In [None]:
import pandas as pd, numpy as np
import seaborn as sns
import matplotlib.pyplot as plt
import re
import json
from datetime import datetime as dt
import statsmodels.api as sm
from sklearn.model_selection import train_test_split
from sklearn.metrics import r2_score
from sklearn.neighbors import KNeighborsClassifier
import plotly.express as px
from math import radians # to convert latitude/longitude
import dataframe_image as dfi

from Project1 import *

import plotly.io as pio
pio.renderers.default = 'iframe'

# Boston Airbnb Dataset
https://www.kaggle.com/datasets/airbnb/boston?resource=download

Three questions/topics to explore:
- How does **geography** inlfuence Airbnb prices in Boston?
    - What areas/zip codes/neighborhoods are more expensive than others?
- How do **property characteristics** influence Airbnb prices in Boston?
    - Number of bathrooms, bedrooms, beds, square footage, reviews, etc.
- How does **time (seasonality)** influence Airbnb prices in Boston?
    - Period of the week (days), period of the month (weeks), period of the year (months)?
    - We only have about 2 years of data to work with, but we'll see what comes out.
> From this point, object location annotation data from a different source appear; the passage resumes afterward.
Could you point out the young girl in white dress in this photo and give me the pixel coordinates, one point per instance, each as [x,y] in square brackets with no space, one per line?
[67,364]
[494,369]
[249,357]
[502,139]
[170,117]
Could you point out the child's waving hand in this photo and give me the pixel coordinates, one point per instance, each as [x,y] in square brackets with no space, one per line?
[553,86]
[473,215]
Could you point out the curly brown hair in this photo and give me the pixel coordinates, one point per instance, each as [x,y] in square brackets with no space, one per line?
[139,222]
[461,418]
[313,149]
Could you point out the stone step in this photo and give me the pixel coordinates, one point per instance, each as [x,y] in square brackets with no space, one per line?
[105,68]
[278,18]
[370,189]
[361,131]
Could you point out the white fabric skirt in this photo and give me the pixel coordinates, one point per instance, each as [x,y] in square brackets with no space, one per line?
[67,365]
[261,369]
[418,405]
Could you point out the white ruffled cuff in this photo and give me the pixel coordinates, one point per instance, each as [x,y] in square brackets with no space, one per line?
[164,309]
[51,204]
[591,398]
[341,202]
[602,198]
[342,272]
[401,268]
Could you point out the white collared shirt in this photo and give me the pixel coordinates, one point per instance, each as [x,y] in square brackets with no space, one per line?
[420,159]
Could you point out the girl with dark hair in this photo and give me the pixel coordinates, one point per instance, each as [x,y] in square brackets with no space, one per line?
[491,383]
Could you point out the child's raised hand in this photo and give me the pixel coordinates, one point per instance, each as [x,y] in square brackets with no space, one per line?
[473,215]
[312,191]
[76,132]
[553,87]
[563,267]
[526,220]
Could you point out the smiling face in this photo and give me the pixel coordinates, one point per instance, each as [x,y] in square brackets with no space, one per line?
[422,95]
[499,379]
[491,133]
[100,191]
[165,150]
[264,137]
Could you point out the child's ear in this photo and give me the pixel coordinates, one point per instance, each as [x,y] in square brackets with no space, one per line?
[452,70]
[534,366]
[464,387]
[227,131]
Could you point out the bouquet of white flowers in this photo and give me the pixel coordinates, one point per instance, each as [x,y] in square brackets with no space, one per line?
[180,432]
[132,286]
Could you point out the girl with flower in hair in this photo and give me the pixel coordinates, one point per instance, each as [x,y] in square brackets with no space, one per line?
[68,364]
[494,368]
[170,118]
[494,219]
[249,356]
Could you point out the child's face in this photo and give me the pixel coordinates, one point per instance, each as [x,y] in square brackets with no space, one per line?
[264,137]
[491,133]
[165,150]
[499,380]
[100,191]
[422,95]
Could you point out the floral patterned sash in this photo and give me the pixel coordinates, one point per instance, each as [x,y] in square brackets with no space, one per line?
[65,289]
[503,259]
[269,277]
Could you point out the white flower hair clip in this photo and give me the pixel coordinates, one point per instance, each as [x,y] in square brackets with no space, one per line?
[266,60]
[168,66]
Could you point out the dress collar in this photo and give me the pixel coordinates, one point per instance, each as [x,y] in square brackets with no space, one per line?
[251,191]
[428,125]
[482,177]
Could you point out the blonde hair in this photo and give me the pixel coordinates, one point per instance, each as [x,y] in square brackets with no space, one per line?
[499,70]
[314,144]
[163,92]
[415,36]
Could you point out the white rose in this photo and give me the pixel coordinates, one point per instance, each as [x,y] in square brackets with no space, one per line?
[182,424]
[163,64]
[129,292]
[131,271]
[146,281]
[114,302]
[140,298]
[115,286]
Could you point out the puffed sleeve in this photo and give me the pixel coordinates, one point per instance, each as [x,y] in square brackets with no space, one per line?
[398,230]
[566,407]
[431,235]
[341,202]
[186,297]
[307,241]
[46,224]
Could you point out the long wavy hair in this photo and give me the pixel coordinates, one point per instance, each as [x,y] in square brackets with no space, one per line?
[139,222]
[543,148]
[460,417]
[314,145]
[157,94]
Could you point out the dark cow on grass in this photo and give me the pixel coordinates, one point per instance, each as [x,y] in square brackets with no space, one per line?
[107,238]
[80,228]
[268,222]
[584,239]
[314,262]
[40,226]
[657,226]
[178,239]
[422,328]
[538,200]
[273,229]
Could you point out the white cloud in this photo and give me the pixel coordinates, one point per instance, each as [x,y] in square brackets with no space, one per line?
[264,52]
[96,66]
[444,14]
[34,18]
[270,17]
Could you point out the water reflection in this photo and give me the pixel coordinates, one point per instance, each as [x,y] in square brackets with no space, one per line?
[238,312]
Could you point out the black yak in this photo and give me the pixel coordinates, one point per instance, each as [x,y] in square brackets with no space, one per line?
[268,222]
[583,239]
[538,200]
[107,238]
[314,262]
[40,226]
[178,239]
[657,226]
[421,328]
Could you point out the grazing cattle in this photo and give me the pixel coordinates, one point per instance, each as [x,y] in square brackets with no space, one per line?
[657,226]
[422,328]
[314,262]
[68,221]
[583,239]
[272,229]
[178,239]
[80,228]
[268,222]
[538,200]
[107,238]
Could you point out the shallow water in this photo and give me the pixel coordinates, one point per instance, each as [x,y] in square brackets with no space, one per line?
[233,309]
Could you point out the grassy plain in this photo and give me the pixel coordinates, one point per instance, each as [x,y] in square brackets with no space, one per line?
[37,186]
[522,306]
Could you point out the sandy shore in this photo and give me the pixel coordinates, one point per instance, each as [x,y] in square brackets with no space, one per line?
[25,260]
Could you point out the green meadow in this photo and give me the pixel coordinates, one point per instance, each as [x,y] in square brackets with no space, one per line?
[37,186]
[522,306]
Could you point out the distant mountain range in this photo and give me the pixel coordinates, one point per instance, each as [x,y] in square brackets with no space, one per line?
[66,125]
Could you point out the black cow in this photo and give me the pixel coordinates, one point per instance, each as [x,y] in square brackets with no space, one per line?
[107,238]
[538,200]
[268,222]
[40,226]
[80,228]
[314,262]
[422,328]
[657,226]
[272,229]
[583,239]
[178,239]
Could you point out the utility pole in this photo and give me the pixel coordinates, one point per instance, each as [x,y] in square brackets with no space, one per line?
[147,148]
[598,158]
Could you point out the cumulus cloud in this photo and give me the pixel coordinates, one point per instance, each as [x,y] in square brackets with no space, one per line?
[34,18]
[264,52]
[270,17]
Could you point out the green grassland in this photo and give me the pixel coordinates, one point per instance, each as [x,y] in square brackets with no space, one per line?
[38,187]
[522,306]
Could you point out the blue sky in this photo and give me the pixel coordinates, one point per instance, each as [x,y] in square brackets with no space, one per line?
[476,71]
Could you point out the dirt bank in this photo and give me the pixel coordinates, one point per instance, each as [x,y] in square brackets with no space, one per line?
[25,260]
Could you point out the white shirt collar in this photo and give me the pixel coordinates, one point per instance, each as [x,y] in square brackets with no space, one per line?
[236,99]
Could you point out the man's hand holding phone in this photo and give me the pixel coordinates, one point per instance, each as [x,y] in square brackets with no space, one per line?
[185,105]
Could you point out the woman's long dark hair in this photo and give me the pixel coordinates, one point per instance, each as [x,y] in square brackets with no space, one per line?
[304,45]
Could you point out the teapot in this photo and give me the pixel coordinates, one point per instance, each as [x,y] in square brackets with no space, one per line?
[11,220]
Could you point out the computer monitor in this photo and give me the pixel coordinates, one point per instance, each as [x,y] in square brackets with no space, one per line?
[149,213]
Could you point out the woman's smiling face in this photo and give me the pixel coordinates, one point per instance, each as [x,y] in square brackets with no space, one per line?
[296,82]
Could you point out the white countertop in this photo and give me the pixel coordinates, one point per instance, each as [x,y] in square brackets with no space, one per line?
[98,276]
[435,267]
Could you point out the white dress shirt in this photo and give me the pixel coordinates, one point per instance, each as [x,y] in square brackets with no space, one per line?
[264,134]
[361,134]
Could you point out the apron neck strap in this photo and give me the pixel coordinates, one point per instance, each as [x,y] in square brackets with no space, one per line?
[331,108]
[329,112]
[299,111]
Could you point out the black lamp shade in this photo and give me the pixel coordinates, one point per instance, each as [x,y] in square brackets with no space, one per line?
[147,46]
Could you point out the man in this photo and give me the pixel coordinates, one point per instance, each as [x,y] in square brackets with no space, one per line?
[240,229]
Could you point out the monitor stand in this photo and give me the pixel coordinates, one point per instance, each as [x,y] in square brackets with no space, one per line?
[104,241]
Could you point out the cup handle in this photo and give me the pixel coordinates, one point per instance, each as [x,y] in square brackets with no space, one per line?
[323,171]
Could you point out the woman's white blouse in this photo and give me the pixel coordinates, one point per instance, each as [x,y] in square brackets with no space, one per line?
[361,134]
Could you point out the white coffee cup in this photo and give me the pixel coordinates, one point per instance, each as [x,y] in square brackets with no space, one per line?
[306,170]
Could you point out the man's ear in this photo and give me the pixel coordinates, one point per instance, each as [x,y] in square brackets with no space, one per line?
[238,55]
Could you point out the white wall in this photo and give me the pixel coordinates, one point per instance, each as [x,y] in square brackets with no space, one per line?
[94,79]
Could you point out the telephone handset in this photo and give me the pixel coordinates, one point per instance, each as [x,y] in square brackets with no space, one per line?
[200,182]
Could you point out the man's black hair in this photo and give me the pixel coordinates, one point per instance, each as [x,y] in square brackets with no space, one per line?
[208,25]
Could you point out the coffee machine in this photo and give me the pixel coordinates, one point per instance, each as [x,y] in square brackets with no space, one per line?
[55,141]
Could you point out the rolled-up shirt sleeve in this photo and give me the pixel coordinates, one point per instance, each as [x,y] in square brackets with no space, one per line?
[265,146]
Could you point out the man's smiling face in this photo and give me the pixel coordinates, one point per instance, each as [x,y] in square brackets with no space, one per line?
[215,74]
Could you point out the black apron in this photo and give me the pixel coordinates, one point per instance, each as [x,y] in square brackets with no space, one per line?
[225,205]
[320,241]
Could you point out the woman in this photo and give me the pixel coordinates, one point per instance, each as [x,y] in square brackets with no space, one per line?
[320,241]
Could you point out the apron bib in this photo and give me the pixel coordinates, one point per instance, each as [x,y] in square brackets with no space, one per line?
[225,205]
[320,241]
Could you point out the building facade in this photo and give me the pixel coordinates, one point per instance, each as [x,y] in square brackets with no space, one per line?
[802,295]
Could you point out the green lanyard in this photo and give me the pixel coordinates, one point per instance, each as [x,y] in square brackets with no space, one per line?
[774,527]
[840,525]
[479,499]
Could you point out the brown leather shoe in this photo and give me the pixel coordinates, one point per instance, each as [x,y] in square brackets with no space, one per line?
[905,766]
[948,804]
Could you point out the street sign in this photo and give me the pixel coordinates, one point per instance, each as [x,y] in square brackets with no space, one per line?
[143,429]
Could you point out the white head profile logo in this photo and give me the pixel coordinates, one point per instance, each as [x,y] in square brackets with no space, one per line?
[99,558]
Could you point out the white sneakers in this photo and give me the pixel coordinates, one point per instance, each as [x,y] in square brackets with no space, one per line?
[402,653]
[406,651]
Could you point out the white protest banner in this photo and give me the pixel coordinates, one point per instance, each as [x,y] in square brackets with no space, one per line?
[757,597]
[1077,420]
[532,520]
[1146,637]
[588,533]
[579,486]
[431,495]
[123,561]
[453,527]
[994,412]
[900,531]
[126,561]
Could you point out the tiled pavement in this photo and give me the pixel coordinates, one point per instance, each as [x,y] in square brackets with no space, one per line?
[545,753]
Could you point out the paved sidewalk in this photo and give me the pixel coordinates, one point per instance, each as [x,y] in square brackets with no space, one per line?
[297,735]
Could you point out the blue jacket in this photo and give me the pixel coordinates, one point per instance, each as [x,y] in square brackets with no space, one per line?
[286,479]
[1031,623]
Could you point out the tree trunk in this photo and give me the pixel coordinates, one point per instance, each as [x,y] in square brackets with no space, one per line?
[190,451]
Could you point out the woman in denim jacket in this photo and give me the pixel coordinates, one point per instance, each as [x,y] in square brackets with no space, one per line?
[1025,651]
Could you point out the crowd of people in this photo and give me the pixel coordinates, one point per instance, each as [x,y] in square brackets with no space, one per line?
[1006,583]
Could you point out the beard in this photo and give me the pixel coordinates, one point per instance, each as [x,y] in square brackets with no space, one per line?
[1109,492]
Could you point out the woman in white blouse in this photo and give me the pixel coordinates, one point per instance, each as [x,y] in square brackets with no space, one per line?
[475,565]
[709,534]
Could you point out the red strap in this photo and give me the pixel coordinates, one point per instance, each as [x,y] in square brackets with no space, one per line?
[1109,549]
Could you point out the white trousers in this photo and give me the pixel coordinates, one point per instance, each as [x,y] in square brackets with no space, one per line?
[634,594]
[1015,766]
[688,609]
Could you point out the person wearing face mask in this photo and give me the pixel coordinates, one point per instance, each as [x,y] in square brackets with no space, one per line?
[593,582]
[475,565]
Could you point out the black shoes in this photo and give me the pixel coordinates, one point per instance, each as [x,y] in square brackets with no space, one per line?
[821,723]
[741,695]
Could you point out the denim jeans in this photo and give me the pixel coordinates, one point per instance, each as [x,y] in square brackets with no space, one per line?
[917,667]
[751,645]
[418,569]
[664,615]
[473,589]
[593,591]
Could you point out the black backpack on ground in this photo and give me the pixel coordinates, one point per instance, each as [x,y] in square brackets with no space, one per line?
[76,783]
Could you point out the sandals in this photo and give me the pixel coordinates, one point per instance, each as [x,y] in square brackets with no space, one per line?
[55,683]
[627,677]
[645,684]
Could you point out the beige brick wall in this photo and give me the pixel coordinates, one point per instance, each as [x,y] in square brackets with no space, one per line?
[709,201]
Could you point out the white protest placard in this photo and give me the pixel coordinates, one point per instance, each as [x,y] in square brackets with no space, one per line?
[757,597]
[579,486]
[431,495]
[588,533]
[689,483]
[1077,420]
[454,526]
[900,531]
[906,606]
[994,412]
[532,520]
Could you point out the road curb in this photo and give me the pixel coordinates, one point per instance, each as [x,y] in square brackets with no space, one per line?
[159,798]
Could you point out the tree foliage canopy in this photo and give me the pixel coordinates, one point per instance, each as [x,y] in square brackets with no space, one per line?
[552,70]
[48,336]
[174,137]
# First, load and clean the data

In [None]:
boston_listings = pd.read_csv('./data/airbnb_boston/listings.csv', index_col='id')
boston_calendar = pd.read_csv('./data/airbnb_boston/calendar.csv')
boston_reviews = pd.read_csv('./data/airbnb_boston/reviews.csv')

boston_listings = boston_listings.map(convert_dollars_to_float).map(convert_percentages_to_float).map(convert_string_date_to_dt)
boston_calendar = boston_calendar.apply(convert_dollars_to_float).map(convert_percentages_to_float).map(convert_string_date_to_dt)
boston_reviews = boston_reviews.apply(convert_dollars_to_float).map(convert_percentages_to_float).map(convert_string_date_to_dt)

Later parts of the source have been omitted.